Judgment calls

Amid worries about examining practices, Times Higher Education asked ten academics to mark a first-year paper. Verdicts ranged from zero to a 2:1, but the markers identified an inherent consensus, says Rebecca Attwood

September 18, 2008

In the era of top-up fees, we are frequently told that the beer-swilling, work-shy, daytime-TV-addicted student is, for the most part, a relic of history.

Instead, with today's undergraduates investing thousands of pounds in their education and many employers turning down graduates with a 2:2 at the first hurdle, students are single-mindedly fixed on one goal: getting the "right" class of degree.

But undermining all this effort is the assertion by some academics that an element of chance is involved in assessment because marking is not altogether to be relied upon.

In a recent Times Higher Education opinion article, Martin Luck, associate professor of animal physiology at the University of Nottingham, argued that marking is an "imperfect art" and that academics should acknowledge its subjectivity.

A report published last year by the Quality Assurance Agency says that the class of degree a student achieves depends on the marking practices in the subject studied and that, in general, universities have only "weak control" over the marking practices of examiners.

Educationists are also concerned. Sue Bloxham, co-author of Developing Effective Assessment in Higher Education, says research on marking consistency is "depressing".

She has suggested that students will become increasingly litigious about marking and that procedures could struggle to stand up to legal challenge if the sector persists in claiming that marks are completely accurate.

So, with this in mind, Times Higher Education decided to conduct a simple experiment into marking.

With permission, we obtained a first-year philosophy essay from a student who has now completed his studies. We sent it to ten academics in philosophy departments around the UK who agreed to mark it on condition that their anonymity - and that of their university - was preserved. The title of the essay was "How successful are Descartes' arguments for the real distinction of mind from body? Upon which would you put the most weight?"

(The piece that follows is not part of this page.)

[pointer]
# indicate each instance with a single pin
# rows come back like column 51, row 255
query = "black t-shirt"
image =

Our aim was to examine the breadth of marks a single essay would be given by different markers, to explore the reasons for the decisions and to generate discussion about the processes involved.

Markers were told that the essay had been submitted as 50 per cent of the assessment for a ten-credit first-year undergraduate philosophy module taken by philosophy majors and, as an elective, by students on other joint and single-honours programmes.

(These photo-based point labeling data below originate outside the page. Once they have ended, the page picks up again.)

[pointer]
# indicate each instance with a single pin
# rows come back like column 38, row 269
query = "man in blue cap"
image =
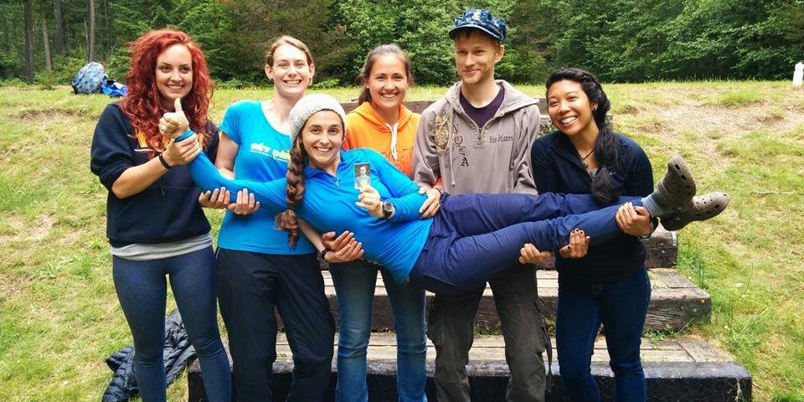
column 477, row 139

They were asked to mark the paper by applying the general principles, conventions or marking scheme for the assessment of first-year philosophy essays used in their department, and to identify its strengths and weaknesses.

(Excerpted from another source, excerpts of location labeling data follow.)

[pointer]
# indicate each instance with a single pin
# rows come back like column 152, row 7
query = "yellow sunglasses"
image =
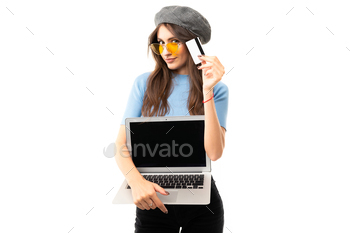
column 171, row 47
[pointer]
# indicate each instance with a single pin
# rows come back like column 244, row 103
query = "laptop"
column 169, row 151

The resulting marks were certainly different - they range from a good 2:1 to zero (see box below). But if the highest and the lowest marks are taken away, a different picture emerges, with most marks sitting on or around the border between a 2:2 and a 2:1 - three lecturers awarded a mark of 60 and one a mark of 58.

Within the sample, those who taught at new universities gave the lowest average mark, even when the zero is excluded - apparently debunking the popular perception that new universities are less academically rigorous than their older counterparts.

The zero mark came from Marker 4, an academic at a new university, who said the essay contained extensive paraphrasing and insufficient referencing, which meant that it, in the academic's view, fell into the category of "plagiarism and/or poor study skills". Under normal circumstances, the academic would have asked the student to resubmit the work.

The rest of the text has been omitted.